Under the proposed amendment, the following ACAS advisories would need to be reported:
  1. When an aircraft is being operated on an instrument flight rules flight plan and compliance with the advisory is necessary to avert a substantial risk of collision between two or more aircraft; or

  2. To an aircraft operating in class A airspace, unless the advisory received only instructs the pilot to "monitor vertical speed."

According to the NTSB, it "believes the proposed change to section 830.5(a)(10) will continue to assist in achieving the NTSB's purpose of improving aviation [[Page 76688]] safety, while ensuring the language of the rule only requires notifications regarding specific ACAS advisories that the NTSB may seek to investigate."

Comments to the proposed amendment are due no later than February 6, 2012. If you would like more information, you may contact Scott Dunham, National Resource Specialist--ATC, Office of Aviation Safety, (202) 314-6387.

Posted by Greg

December 06, 2011

BARR Is Back In Business

The FAA announced in a December 2, 2011 Press Release that, "effective immediately, general aviation or on-demand charter aircraft owners or operators seeking to keep their aircraft’s registration number from being displayed over public data systems during flight no longer need to submit a Certified Security Concern to the FAA." As you may recall, on June 3, 2011 the FAA issued a policy that required aircraft owners or operators to submit a Certified Security Concern in order to have their aircraft tail number blocked from view on the FAA’s Aircraft Situation Display to Industry (ASDI) or National Airspace System Status Information (NASSI).

This change in policy represented a reversal of its longstanding implementation of BARR and allowing aircraft owners and operators to block their tail numbers without having to justify their reasons to the FAA. However, according to the Press Release, "[o]wners and operators seeking to have their aircraft tail number blocked from these data feeds can now submit a blocking request directly to the FAA without stating a reason for the request."

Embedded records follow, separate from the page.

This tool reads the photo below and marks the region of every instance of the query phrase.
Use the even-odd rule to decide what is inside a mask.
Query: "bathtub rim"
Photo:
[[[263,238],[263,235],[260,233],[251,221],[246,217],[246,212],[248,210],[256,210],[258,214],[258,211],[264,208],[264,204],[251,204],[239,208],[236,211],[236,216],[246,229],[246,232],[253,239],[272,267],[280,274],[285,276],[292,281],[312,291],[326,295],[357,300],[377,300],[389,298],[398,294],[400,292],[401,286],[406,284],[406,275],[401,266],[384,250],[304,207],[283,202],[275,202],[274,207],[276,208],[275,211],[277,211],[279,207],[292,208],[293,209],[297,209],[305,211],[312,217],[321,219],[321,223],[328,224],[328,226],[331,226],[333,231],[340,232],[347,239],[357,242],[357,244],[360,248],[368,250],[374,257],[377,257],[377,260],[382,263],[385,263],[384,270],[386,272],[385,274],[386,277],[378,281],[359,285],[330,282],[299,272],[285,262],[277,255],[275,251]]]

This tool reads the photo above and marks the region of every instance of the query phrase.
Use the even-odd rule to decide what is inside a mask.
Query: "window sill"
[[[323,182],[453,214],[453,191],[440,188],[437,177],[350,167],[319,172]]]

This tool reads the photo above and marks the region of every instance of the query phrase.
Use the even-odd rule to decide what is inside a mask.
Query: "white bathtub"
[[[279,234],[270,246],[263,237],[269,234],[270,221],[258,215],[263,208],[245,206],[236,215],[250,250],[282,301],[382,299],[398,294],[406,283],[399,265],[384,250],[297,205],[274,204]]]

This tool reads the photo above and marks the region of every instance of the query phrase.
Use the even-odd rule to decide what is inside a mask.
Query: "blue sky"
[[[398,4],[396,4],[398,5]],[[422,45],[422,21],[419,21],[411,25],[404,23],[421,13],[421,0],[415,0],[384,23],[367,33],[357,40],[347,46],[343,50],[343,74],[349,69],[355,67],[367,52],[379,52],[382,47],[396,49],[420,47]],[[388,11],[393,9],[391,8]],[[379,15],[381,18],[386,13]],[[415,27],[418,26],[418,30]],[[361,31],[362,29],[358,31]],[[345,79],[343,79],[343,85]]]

If you would like to have your tail number blocked, you may submit your blocking request to the FAA via e-mail. You should send the following information to the FAA at "CertifiedSecurityConcern@faa.gov":
  1. Aircraft owner or operator name;

  2. Email address the FAA can utilize to communicate with the aircraft owner/operator about the blocking request;

  3. Call sign (Tail Number) to be blocked - multiple tail numbers (call signs) can be submitted in one request; and

  4. Blocking level desired (ASDI Vendor Level or FAA).

If you don't have access to e-mail, you may submit your blocking request to the FAA via regular mail to: FAA Certified Security Concern, ATO System Operations Services, Room 1002, 800 Independence Avenue, SW, Washington, DC 20591.



Posted by Greg

December 05, 2011

FAA Maintains Percentage Rates For Random Drug And Alcohol Testing Of Safety-Sensitive Employees

In a Notice published December 1, 2011, the FAA stated "that the minimum random drug and alcohol testing percentage rates for the period January 1, 2012, through December 31, 2012, will remain at 25 percent of safety-sensitive employees for random drug testing and 10 percent of safety-sensitive employees for random alcohol testing." Since the reported random drug test positive rate for 2010 was less than 1.00% (it was actually 0.503%, down from 0.534% in 2009) and the minimum random alcohol test rate for 2010 was less than 0.50% (it was actually 0.011%, down from 0.088% in 2009) the FAA may continue the current rates for calendar year 2010. Interestingly, both of these actual rates have been declining since at least 2008.

For further information regarding the annual random testing percentage rates you should review FAR Part 120.109(b) (for drug testing), and FAR Part 120.217(c) (for alcohol testing) or you may contact Ms. Vicky Dunne, Office of Aerospace Medicine, Drug Abatement Division, Program Policy Branch (AAM–820), Federal Aviation Administration, 800 Independence Avenue SW., Room 806, Washington, DC 20591; Telephone (202) 267–8442.